I recently read this article by Adam Waytz about the ways in which one's expectations of an experience (going to the dentist, going to graduate school) can shape one's experience. If you expect to have a bad time, you're going to have a bad time.
Waytz cites the heavily-circulated phdcomics as one way in which, in terms of the ways in which graduate school is depicted or perceived, "negativity runs rampant" online.
This helps to make a more general point about venting online, or venting in general. Noting the negative aspects of life can feel cathartic and, assuming these comments are met with empathy, they can help people feel supported and loved and capable. Similarly, the receiver of a message about some negative aspect of life might not feel so alone in their pain or frustration. There are, I would say, positives to being negative, both in terms of how it makes an individual feel and how it makes the people receiving those negative messages feel.
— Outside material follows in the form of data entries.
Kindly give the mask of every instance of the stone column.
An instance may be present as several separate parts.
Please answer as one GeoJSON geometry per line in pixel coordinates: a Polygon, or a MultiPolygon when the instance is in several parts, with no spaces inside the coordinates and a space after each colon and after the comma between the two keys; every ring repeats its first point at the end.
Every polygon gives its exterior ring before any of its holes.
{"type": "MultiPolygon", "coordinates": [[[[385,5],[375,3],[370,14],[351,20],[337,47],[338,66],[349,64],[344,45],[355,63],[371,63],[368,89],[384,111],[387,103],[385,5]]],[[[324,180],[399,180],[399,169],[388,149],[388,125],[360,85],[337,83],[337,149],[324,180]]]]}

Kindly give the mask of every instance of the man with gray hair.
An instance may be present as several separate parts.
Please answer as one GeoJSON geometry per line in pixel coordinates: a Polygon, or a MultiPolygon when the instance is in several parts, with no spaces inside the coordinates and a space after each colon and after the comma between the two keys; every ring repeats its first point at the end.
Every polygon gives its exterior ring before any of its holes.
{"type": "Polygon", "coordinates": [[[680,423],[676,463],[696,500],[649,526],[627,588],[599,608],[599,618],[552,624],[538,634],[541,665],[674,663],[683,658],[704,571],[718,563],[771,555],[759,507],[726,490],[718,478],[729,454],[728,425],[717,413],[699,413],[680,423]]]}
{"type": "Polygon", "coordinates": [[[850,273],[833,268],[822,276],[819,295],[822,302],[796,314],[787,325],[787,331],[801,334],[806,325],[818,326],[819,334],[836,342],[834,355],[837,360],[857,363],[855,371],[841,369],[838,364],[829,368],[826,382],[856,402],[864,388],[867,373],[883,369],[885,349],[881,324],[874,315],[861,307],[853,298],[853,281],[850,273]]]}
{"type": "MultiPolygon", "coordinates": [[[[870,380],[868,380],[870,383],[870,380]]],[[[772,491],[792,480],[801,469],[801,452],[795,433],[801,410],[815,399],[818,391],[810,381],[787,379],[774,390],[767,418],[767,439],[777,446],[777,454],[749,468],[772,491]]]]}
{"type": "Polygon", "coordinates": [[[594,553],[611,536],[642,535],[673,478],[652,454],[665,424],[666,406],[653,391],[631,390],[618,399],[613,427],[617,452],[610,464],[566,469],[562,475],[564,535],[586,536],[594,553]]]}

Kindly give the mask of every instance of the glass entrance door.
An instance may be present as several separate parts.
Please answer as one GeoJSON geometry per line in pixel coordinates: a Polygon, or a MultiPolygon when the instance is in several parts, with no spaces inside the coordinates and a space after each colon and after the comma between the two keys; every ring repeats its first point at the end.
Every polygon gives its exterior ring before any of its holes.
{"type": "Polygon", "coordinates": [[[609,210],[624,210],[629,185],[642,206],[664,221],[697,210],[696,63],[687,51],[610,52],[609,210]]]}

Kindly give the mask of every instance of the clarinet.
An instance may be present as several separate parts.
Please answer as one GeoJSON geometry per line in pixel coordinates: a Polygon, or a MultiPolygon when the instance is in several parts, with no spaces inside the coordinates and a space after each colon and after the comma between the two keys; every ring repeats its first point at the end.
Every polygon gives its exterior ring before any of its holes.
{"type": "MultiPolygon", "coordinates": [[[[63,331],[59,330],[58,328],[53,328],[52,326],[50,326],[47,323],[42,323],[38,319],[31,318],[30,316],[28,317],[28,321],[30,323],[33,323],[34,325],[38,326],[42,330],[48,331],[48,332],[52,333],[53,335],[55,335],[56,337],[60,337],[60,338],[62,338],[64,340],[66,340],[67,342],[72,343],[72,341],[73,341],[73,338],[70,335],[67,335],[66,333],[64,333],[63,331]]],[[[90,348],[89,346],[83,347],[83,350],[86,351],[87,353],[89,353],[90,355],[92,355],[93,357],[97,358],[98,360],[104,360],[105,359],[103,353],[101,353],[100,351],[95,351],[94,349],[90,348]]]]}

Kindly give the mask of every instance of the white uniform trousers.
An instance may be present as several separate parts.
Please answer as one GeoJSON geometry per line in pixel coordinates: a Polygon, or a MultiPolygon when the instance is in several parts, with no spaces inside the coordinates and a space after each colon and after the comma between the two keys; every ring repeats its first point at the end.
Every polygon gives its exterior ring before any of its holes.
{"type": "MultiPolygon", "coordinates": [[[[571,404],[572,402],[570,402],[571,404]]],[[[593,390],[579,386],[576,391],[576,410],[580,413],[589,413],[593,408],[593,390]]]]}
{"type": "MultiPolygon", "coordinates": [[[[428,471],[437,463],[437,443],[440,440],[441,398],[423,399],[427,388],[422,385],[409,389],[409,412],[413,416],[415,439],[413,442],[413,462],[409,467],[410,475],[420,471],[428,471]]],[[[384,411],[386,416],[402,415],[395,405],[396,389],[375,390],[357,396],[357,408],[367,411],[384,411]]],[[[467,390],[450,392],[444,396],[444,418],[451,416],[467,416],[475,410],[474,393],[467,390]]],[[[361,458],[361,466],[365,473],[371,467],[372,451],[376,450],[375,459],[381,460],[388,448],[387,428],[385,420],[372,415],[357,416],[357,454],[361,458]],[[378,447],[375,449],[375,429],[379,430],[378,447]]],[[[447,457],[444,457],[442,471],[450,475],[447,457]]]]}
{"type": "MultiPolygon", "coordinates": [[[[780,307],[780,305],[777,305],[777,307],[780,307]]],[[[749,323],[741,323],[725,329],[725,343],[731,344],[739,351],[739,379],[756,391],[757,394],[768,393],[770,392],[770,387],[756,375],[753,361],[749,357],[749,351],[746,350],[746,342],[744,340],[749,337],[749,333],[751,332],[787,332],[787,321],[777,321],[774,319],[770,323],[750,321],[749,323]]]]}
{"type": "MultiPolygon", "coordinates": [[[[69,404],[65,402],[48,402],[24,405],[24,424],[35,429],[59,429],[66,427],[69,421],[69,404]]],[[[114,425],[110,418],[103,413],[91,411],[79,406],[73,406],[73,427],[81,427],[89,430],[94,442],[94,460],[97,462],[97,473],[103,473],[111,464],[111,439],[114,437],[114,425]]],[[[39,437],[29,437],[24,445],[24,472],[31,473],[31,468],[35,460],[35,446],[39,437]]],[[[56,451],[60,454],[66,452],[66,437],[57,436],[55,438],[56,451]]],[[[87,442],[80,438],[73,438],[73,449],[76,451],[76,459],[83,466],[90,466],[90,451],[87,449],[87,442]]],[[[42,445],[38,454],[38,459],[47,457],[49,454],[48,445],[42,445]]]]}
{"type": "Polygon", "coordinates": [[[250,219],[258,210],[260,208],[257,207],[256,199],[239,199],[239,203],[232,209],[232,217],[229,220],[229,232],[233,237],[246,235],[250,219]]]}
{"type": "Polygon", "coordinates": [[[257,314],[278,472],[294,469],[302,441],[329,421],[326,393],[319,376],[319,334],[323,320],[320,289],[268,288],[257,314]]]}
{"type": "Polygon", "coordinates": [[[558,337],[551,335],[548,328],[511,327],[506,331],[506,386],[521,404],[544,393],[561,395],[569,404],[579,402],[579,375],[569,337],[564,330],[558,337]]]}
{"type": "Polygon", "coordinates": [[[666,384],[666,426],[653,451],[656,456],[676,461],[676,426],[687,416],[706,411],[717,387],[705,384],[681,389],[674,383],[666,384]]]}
But it would be foolish to assume that merely because negative comments can result in positive outcomes that they actually do result in these outcomes. There are a few answerable questions that are raised: Under what circumstances do negative comments about some experience result in positive outcomes, for the message generator, the message circulator, or the message receiver? Is it just a question of the frequency with which one posts negative posts on social media (the dose that makes the poison) that results in negative, rather than positive, outcomes? At what point does venting become dwelling? Are there certain types of people who require more company in their misery? Are there others who are dragged down by the negativity more easily? Are some people merely imagining the positive outcomes of negative messages (empathy, catharsis)?
This may be a case in which the study of people's use of social media may help us to understand something bigger than social media: the circumstances under which being negative can be a positive.